Bangladeshi politician

Lutful Hai Sachchu (লুৎফুল হাই সাচ্চু; 1940 – 22 November 2010) was a Bangladeshi politician and advocate. He was a former member of parliament for Brahmanbaria-3.

== Early life and education ==
Sachchu was born in 1940 to a Bengali family in the village of Mohammadpur-Sohata in Ramrail, Brahmanbaria subdivision, Tipperah District, Bengal Presidency (now Bangladesh). His father, Abdul Hai, was a first-class magistrate in eastern Bengal.

==Career==
Sachchu was elected to the East Pakistan Provincial Assembly as an Awami League candidate for Comilla-3 at the 1970 elections but this assembly was not formed.

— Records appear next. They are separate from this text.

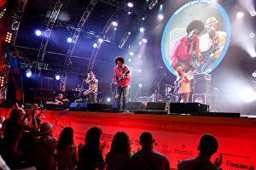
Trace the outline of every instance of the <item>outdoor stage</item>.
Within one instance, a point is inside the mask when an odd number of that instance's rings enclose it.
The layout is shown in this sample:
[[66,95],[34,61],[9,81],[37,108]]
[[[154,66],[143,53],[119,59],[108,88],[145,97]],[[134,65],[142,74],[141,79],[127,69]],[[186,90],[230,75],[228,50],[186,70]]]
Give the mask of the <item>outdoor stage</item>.
[[[0,116],[9,116],[10,109],[0,108]],[[154,148],[166,155],[171,167],[177,168],[181,160],[195,157],[201,136],[214,135],[219,144],[218,154],[224,155],[224,169],[254,169],[256,162],[256,119],[238,117],[144,115],[68,110],[44,110],[45,119],[55,124],[58,137],[65,127],[73,127],[75,143],[84,142],[87,130],[98,126],[102,129],[102,143],[107,142],[103,156],[108,151],[113,135],[125,131],[131,138],[132,150],[139,150],[139,135],[143,131],[153,133]]]

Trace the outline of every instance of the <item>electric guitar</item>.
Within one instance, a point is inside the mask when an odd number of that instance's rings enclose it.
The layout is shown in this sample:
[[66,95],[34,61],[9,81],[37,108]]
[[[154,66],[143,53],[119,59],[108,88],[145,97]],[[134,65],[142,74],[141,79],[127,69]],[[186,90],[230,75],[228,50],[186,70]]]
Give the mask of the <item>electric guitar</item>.
[[125,76],[130,73],[130,71],[126,71],[125,73],[122,74],[119,78],[117,78],[117,82],[115,82],[116,88],[119,88],[121,87],[121,81]]
[[174,89],[173,89],[173,94],[175,95],[177,95],[177,92],[179,88],[181,87],[181,82],[184,80],[186,76],[190,76],[192,74],[192,70],[189,70],[187,73],[183,74],[183,76],[182,78],[180,78],[177,82],[177,85],[175,85]]
[[83,94],[84,94],[84,95],[88,95],[89,94],[95,92],[96,89],[97,88],[98,88],[98,86],[97,86],[96,84],[92,85],[91,88],[90,88],[90,89],[84,91],[84,92],[83,93]]

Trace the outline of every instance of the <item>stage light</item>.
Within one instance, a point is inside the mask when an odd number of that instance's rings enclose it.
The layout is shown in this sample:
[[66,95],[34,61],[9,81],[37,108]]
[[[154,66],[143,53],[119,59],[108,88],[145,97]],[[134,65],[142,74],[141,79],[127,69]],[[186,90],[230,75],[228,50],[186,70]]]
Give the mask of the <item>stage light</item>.
[[160,9],[160,10],[163,10],[163,4],[160,4],[160,5],[159,9]]
[[127,3],[128,7],[132,8],[133,7],[133,3]]
[[72,37],[67,37],[67,42],[70,43],[72,42]]
[[56,79],[56,80],[60,80],[60,79],[61,79],[61,76],[58,75],[58,74],[55,74],[55,79]]
[[164,16],[163,16],[162,14],[159,14],[159,15],[158,15],[158,19],[161,20],[164,19]]
[[32,76],[32,71],[30,69],[27,69],[26,71],[26,76],[29,78],[29,77],[31,77],[31,76]]
[[236,16],[238,18],[242,18],[244,16],[244,14],[242,12],[238,12],[238,13],[236,13]]
[[41,35],[42,35],[41,31],[40,31],[40,30],[37,30],[37,31],[36,31],[36,35],[37,35],[37,36],[41,36]]
[[6,37],[5,37],[5,42],[8,43],[11,42],[11,39],[12,39],[13,34],[11,32],[7,32],[6,33]]
[[102,38],[99,38],[98,41],[99,41],[100,43],[102,43],[103,42],[103,39]]
[[113,25],[113,26],[118,26],[118,23],[117,23],[116,21],[113,21],[113,22],[112,22],[112,25]]
[[255,16],[255,15],[256,15],[256,11],[252,11],[252,12],[251,12],[251,15],[252,15],[252,16]]

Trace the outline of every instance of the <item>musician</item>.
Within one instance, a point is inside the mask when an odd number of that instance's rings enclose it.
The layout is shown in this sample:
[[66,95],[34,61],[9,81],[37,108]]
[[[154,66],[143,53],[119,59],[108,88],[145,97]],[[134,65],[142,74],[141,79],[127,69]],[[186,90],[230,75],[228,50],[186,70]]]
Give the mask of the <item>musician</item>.
[[174,82],[175,86],[177,86],[178,82],[182,80],[180,82],[180,87],[177,91],[177,102],[189,102],[189,98],[190,94],[190,86],[189,82],[191,79],[189,75],[183,73],[183,70],[181,66],[177,67],[177,76],[176,81]]
[[[117,65],[113,69],[113,82],[119,84],[119,87],[116,90],[118,107],[119,109],[121,109],[120,99],[121,99],[121,95],[123,94],[122,108],[125,110],[128,101],[128,85],[130,82],[131,76],[129,73],[124,75],[125,73],[127,73],[127,71],[129,71],[129,69],[127,66],[124,65],[125,59],[123,57],[121,56],[116,57],[114,62]],[[123,77],[122,75],[124,75]]]
[[215,51],[212,55],[207,57],[204,62],[204,66],[201,71],[210,67],[213,62],[218,58],[222,52],[222,48],[226,41],[226,32],[217,31],[218,20],[216,18],[211,17],[207,20],[207,33],[200,37],[200,52],[203,54],[207,52]]
[[63,105],[65,102],[68,101],[67,99],[64,99],[63,98],[63,94],[59,94],[58,96],[55,97],[55,102]]
[[85,82],[89,84],[89,90],[92,89],[89,94],[90,103],[96,103],[97,92],[98,92],[98,80],[96,78],[96,76],[92,71],[88,73],[88,76],[85,80]]
[[171,62],[174,70],[182,66],[187,71],[191,66],[189,61],[192,55],[199,57],[198,35],[204,29],[204,24],[200,20],[191,21],[186,28],[187,35],[177,41],[171,52]]

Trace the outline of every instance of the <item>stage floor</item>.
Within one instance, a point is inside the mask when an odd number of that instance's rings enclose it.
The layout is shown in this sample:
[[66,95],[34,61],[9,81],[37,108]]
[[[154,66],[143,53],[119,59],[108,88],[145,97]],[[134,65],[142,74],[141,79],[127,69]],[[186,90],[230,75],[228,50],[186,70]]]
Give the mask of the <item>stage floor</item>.
[[[0,108],[0,116],[9,115],[10,110]],[[75,143],[84,143],[87,130],[98,126],[102,129],[102,143],[108,151],[113,135],[125,131],[131,138],[132,151],[140,150],[139,135],[148,131],[155,139],[154,148],[166,155],[172,169],[178,161],[198,156],[196,150],[201,136],[211,133],[218,140],[219,148],[213,155],[224,155],[222,167],[234,169],[236,166],[248,166],[254,169],[256,162],[256,119],[248,117],[217,117],[174,115],[123,114],[69,110],[44,110],[45,119],[55,125],[54,134],[58,137],[65,127],[73,127]]]

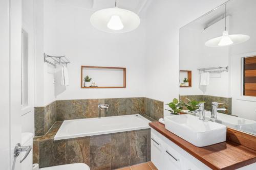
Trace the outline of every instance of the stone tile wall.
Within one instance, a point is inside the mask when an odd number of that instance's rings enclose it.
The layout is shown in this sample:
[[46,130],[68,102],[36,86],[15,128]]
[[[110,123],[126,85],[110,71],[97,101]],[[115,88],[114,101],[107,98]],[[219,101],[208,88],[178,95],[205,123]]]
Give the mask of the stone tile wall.
[[211,102],[216,102],[220,103],[223,103],[223,105],[220,105],[220,108],[227,109],[226,111],[218,111],[218,112],[227,114],[232,114],[232,98],[222,98],[207,95],[180,95],[179,99],[183,102],[187,102],[186,98],[190,100],[196,100],[198,102],[206,102],[204,107],[205,109],[208,111],[211,110]]
[[[99,104],[108,104],[108,112]],[[45,135],[57,121],[144,114],[158,120],[163,117],[163,102],[145,98],[57,101],[46,107],[35,108],[35,136]]]
[[[109,105],[108,113],[99,104]],[[163,117],[163,102],[144,98],[74,100],[35,108],[35,134],[40,136],[33,140],[33,163],[41,168],[83,162],[91,170],[104,170],[150,161],[150,129],[54,140],[64,120],[136,114],[158,120]]]
[[81,162],[91,170],[115,169],[151,160],[150,129],[56,141],[52,137],[34,139],[33,163],[39,168]]
[[[108,104],[108,112],[99,104]],[[144,98],[57,101],[57,121],[144,114]]]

Then the Bangladesh Liberation War broke out and he became an advisor to Mukti Bahini forces in sectors two and three.

In 1972, he was elected to be the general secretary of the Brahmanbaria Subdivisional Awami League. He served as the president of the Brahmanbaria District Awami League for the rest of his life. Sachchu was elected to Parliament in 2008 from Brahmanbaria-3 as an Awami League candidate. He was a Member of the parliamentary standing committee on commerce ministry.

==Death==
Sachchu died on 22 November 2010 in his home in Gulshan Thana, Dhaka, from a cardiac arrest.